People’s Tribunal finds Chevron guilty of violating rights of nature
on October 8, 2014
A panel of judges unanimously found Chevron guilty Sunday of operating its Richmond refinery “in violation of the principles of environmental justice and the rights of nature.”
But the judges didn’t represent a state or federal court – rather, they were judges on a “People’s Tribunal” organized by environmental advocates.
The Bay Area Rights of Nature Ethics Tribunal, convened by the Bay Area Rights of Nature Alliance (BARoNA), focused on the impact of the massive 2,900-acre refinery on surrounding communities, and called on expert witnesses to build a case against Chevron’s continued operation in Richmond.
In an expert testimony that was subsequently referenced several times by the tribunal judges, economist Marco Vangelisti said Chevron’s operations rely on an economic theory that also needs to be put on trial.
“The problem is that the market does not see the natural resources that are provided for free, nor does it see the cost of pollution,” Vangelisti said. “The market does not charge us for oxygen production or the cost of the oil in the ground; we just need to pay for the cost of extraction.”
Sunday’s tribunal drew an audience of about 100 people to an auditorium at Laney College in Oakland. The event was part of a broader environmental movement gaining global momentum – as evidenced in part by last month’s history-making attendance at the People’s Climate March in New York City and other solidarity events around the world. By bringing focus to local matters like Chevron’s Richmond refinery, BARoNA and the tribunal’s organizers hope to galvanize local residents and community groups to take notice of environmental justice issues.
Bill Twist, one of the five tribunal judges, emphasized the urgency of addressing climate change.
“In the last 50 to 100 years, we’ve become so powerful on this planet that Mother Nature can’t really tolerate us anymore,” said Twist, co-founder of the Pachamama Alliance, a San Francisco-based nonprofit that fights for indigenous rights in the Amazon basin. “We’re getting signs that we really need to wake up and look at the systems – the legal, economic and government systems – that we’ve created.”
BARoNA, which was formed in February, is part of an international alliance that advocates for the “rights of nature,” the idea that nature has inalienable rights in the same way that humans do as recognized by the United Nations.
The rights of nature have long been supported by – and a lived experience of – indigenous cultures around the world, and opposes the treatment of nature as property under the law. Advocates of the rights of nature argue that environmental protection laws only limit environmental destruction rather than protect the environment in ways that are sustainable long-term.

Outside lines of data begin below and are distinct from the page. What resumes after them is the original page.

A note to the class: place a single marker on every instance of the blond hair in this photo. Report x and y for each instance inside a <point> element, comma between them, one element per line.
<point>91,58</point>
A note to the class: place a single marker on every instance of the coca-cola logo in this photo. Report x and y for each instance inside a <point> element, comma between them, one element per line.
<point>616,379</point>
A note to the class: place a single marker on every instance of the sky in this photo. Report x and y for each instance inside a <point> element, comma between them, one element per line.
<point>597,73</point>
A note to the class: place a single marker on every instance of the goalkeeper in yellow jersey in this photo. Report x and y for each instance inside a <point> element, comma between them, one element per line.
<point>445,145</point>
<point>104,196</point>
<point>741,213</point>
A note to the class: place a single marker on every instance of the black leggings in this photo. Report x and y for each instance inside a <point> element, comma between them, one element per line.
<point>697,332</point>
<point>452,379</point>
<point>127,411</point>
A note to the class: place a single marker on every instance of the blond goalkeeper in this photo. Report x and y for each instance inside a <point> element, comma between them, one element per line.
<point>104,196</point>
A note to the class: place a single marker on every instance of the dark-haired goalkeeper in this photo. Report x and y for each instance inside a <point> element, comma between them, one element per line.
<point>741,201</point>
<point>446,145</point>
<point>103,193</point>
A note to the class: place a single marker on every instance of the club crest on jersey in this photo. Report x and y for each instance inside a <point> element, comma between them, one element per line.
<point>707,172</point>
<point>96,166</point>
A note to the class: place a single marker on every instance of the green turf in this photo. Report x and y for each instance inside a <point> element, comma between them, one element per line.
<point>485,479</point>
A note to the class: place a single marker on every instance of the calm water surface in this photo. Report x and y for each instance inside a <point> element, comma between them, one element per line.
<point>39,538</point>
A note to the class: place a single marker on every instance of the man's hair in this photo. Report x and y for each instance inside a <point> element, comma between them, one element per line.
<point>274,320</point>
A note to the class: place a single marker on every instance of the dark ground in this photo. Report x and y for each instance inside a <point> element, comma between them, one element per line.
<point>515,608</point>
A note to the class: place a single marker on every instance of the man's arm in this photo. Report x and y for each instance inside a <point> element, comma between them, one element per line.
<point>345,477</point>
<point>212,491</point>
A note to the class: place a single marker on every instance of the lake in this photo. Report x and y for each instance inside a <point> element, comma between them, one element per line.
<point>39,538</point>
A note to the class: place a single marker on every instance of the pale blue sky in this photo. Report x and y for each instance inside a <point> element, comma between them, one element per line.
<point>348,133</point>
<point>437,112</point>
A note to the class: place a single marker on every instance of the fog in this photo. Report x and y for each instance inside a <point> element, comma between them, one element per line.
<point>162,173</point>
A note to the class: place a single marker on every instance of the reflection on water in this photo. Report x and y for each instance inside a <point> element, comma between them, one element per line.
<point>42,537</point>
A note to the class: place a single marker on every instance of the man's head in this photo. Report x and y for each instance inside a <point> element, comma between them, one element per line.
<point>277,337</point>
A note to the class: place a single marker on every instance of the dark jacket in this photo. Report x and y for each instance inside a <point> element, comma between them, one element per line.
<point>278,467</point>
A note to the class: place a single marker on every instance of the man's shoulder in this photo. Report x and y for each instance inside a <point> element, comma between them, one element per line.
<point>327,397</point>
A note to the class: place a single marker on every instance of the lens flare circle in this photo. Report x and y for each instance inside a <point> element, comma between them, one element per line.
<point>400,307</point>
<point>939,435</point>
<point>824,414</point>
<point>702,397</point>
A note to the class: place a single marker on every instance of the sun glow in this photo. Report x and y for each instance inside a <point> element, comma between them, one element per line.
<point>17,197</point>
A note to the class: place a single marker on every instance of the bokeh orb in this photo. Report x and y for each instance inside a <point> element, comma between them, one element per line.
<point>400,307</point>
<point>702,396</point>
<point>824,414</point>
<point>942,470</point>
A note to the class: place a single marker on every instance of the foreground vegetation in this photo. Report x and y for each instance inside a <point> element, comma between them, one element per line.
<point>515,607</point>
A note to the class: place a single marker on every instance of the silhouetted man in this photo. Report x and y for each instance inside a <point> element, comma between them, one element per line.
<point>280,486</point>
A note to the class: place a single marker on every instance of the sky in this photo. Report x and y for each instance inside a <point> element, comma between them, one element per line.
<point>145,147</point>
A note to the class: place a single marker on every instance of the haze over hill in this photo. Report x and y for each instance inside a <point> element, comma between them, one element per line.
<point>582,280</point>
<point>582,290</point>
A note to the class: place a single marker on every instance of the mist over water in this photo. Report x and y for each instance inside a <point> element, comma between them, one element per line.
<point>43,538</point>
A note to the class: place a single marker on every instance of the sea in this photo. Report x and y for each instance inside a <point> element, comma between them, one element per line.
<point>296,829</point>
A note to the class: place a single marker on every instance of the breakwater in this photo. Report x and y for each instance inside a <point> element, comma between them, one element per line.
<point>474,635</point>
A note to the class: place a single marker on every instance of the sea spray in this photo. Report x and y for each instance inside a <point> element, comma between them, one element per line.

In 2008, Ecuador became the first country in the world to codify the Rights of Nature into its Constitution. Ecuador has been entangled in a 20-year legal battle with Chevron over allegedly polluting the Ecuadorian rain forest and devastating indigenous populations.
“The land doesn’t need us in order to survive, but we need everything from the earth in order to survive,” said Corrina Gould, a Chochenyo Ohlone representing Indian People Organizing for Change who testified as an expert witness at the hearing.
Other expert witnesses, including Stephanie Hervey and Andres Soto, spoke to their experiences with health problems after the 2012 Chevron Richmond refinery explosion and from living “in the shadow of Chevron.”
The hearing included a defense lawyer who spoke on behalf of Chevron. That role was played by environmental advocate Jeff Conant, in a Stephen Colbert-style parody of a corporate executive. Donning a suit and a light green shirt with a Nazi-style armband, Conant delivered an opening statement that railed against the “absurd, childish” notion of nature’s inalienable rights.
“It seems that in convening this charade, you have failed to grasp a basic fact: The energy economy is the very foundation of every advance that human civilization has made in the past 150 years,” Conant said. “But if you want to play ball, your local Chevron facility is as good a place to begin a game as any.”
The five-judge panel – composed of Bill Twist; Carl Anthony, co-founder of Oakland’s Breakthrough Communities Project; Courtney Cummings of Richmond’s Native American Wellness Center; Anuradha Mittal, founder and executive director of the Oakland Institute; and Brian Thomas Swimme, a professor of cosmology at the California Institute of Integral Studies – unanimously found Chevron and the fossil fuel industry in violation of the rights of nature.
Teacher and author Luisah Teish, a community member in attendance, said the tribunal imparted valuable information but seemed to be “speaking to the choir.”
“I’m concerned by how empty this room is,” Teish said at the conclusion of the tribunal. “This room should be jam-packed. We need to bring this information into the streets.”